The wife and I have found ourselves unintentionally revisiting Wes Anderson's film catalog. It started with watching The Darjeeling Limited a couple weeks back, then continued with Rushmore last week. Having enjoyed those two, we kept it up with his follow-up to that latter film, and enjoyed it plenty.
The Royal Tenenbaums uses an impressive ensemble cast to follow the Tenenbaum family, a New York City-based clan which includes Royal, the self-involved, insensitive father; Etheline, a loving mother, and three budding genius children: Chas, Margot, and Richie. While the Tenenbaum kids all seem to be headed for greatness in their respective fields of interest - finance, playwrighting, and tennis - the dysfunction within the family (mostly due to their father) eventually derails nearly everyone's chance at great success. We mostly follow the children a little over two decades after they were all between roughly eight and eleven years old and still showed limitless promise.
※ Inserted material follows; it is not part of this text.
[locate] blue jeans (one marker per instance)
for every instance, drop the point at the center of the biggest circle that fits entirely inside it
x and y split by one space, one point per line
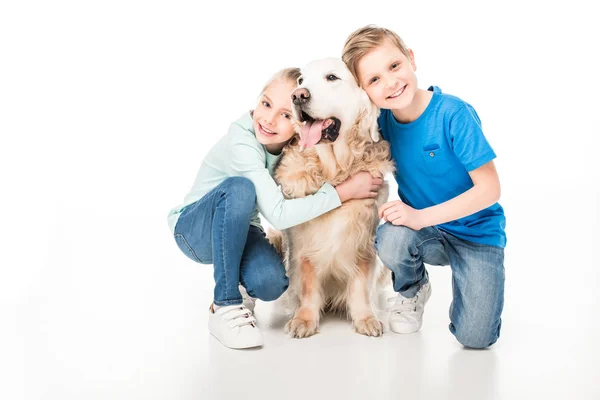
216 230
477 276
At this point, Royal, now completely broke and desperate but no better a human being, concocts a scheme to work his way back into his wife and children's lives.
This is the Wes Anderson movie I know best, having watched it every few years since it came out, and I still think it's pretty great.
The Royal Tenenbaums was the first film of Wes Anderson's to expand to the large-group ensemble approach. After his smaller-scale (and smaller-budgeted) films Bottle Rocket and Rushmore, we now got a story that juggles no less than a half-dozen major characters and their bizarre and dysfunctional relationships with each other. If there is any primary character, it is the titular Royal, played hilariously by Gene Hackman. His gruff, unforgiving turn as the thoughtless, selfish, destructive patriarch of the Tenenbaum family sets and keeps much of the rest of the story in motion. It's not always easy - not even in comedy - to create a character who's mostly despicable, but whom you ultimately empathize with. At least a little bit, anyway.
But the movie is more than just Hackman as the unfit, previously-absentee father. The all-star cast all live up the reputations that had either previously created and/or have since maintained. Anjelica Huston is as good as she's ever been, which is saying something. No surprise there. But the younger players - Ben Stiller, Gwyneth Paltrow, Luke and Owen Wilson, Danny Glover, Bill Murray, and others - are inhabit their quirky and damaged characters splendidly.
All technical merits aside, the movie is still just plain funny. Hackman delivers Royal's brutally insensitive lines and needling to perfection. The Wilson brothers bring their penchant for playing zoned out, sensitive types fully into Eli Nash and Richie Tenenbaum. The rest of the cast is just as good, and they're all given plenty of hilariously odd situations that actually don't seem too far off the detached, near-aristocratic pursuits of New York elite types. As with nearly every Anderson movie, it does take a brief, dark turn that's difficult to anticipate, but the proceedings never get overly bleak. There is heart and dysfunction aplenty, but this is, overall, a comedy.
I still rank this one among my favorite Wes Anderson films. I've generally liked them all to varying degrees, but The Royal Tenenbaums is in my top two or three. Along with Rushmore, it's the Anderson movie I would recommend to someone who hasn't seen any of his. From either one of those, you'll know if he's to your liking.